The Federal Railroad Administration claims that HSR will “serve as a catalyst to promote economic expansion (including new manufacturing jobs), create new choices for travelers in addition to flying or driving, reduce national dependence on oil, and foster livable urban and rural communities.” These justifications, taken at face value, do nothing to explain why billions of taxpayer dollars are necessary. Federal funding of HSR projects forces taxpayers across the country to foot the bill for someone else’s enormously expensive product.


HSR projects do not constitute a public good as defined by economists. Their delivery by the private sector is not prevented by threats of free ridership or other market failures. Those who benefit pay, the same way as passengers on airplanes or in taxis. Instead, the problem with HSR is the inherent ultra-high cost, ranging anywhere from $22 million to $132 million per mile, according to a Government Accountability Office report. California originally estimated that its HSR project would cost roughly $45 billion, but a 2008 study by the Reason Foundation, Citizens Against Government Waste, and the Howard Jarvis Taxpayers Foundation called that number low by as much as $26 billion. Even California’s “official” estimates have been rising, prompting State Sen. Doug LaMalfa (R-Richvale) to renege on his previous support.
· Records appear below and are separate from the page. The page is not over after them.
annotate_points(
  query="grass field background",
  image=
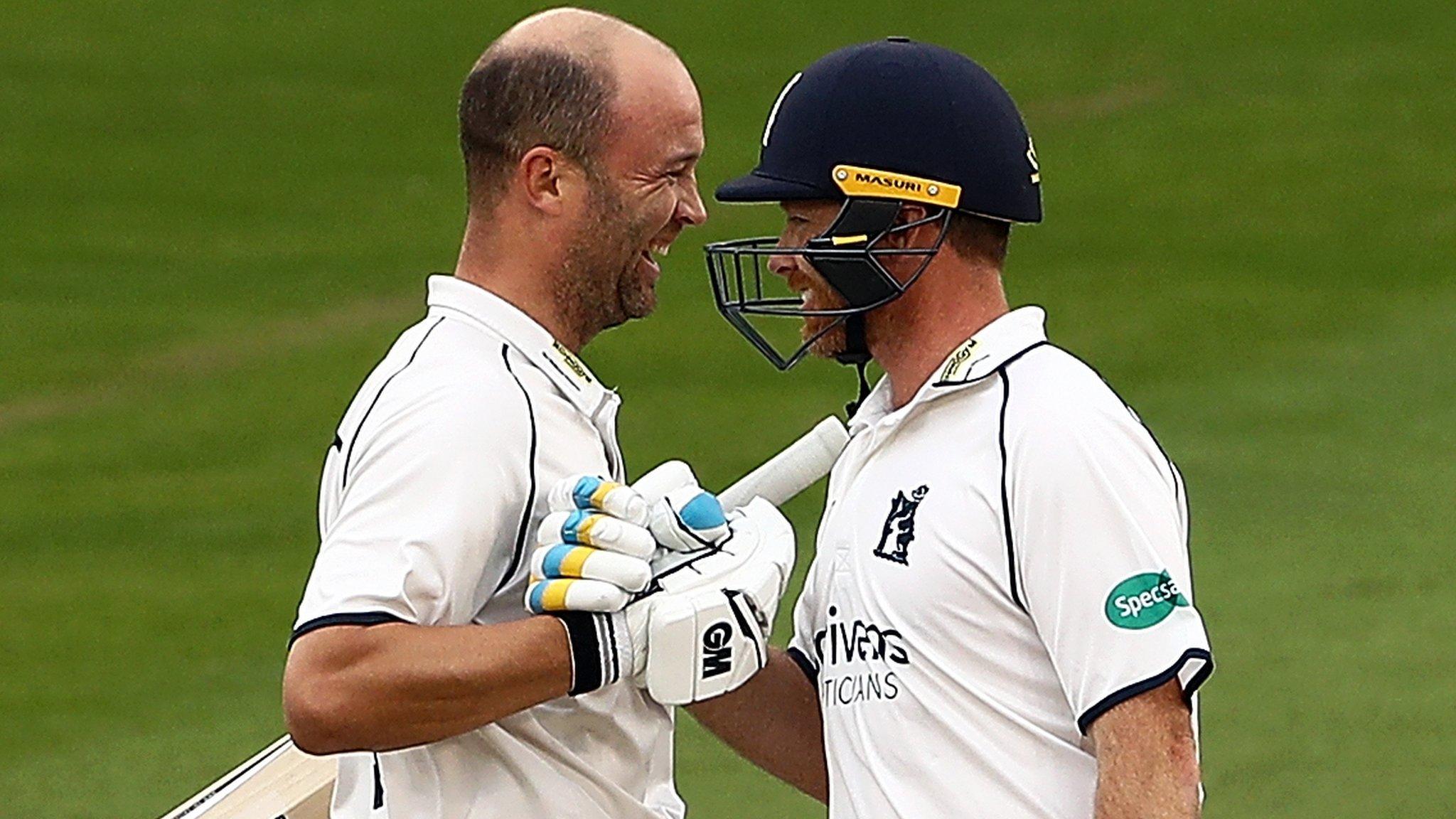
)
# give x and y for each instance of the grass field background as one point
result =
(216, 218)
Even on the environmental front, experts are far from a consensus on whether HSR makes sense. Many estimates of reduced emissions and congestion on highways rely on very high ridership rates, which are far from certain. Further, approximations of cost on light rail projects in Arizona, Oregon, and Virginia have proven consistently low. As Warren Meyer observed in Forbes on September 22, 2010, Phoenix could have purchased a Toyota Prius for each daily rider of its light rail system and still had a billion dollars to spare. California, showing typical thrift, spent $250 million on HSR before it laid a single mile of track.
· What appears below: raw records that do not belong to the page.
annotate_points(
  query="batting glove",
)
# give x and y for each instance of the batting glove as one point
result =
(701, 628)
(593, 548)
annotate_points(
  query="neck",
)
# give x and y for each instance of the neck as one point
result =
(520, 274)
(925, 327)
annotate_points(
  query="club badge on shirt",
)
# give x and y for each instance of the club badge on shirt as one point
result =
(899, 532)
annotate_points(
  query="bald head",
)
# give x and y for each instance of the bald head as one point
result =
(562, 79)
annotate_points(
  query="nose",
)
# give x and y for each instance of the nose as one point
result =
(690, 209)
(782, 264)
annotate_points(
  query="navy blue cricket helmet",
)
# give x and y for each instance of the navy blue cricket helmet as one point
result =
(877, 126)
No doubt it would be lovely to have mass transit “whisking through towns at speeds over 100 miles an hour,” as President Obama said. High-speed rail lines are incredible feats of engineering that make for glorious photography and impressive ribbon-cutting ceremonies. As a result, federal spending on HSR enjoys bipartisan favor. But to support federally-subsidized high-speed rail is to suffer from a politician’s typical lack of vision. It is to fawn and obsess over what is tangible, obvious, and shiny while ignoring the massive opportunity costs of such politically-advantageous projects. Money spent on high-speed rail could have gone toward paying down the national debt, education, poverty relief, law enforcement, or, best of all, the individual free spending choices of taxpayers.


Indeed, Vice President Biden would do well to brush up on his history. While the federally-subsidized Union Pacific Overland Route was America’s first transcontinental rail line, it went bankrupt by 1897. Each of its competitors that received land grants and subsidies failed similarly. Only the Great Northern, financed privately by individuals trading peacefully and voluntarily, managed to escape conservatorship. The United States should heed this lesson and pull any federal funding for high-speed rail.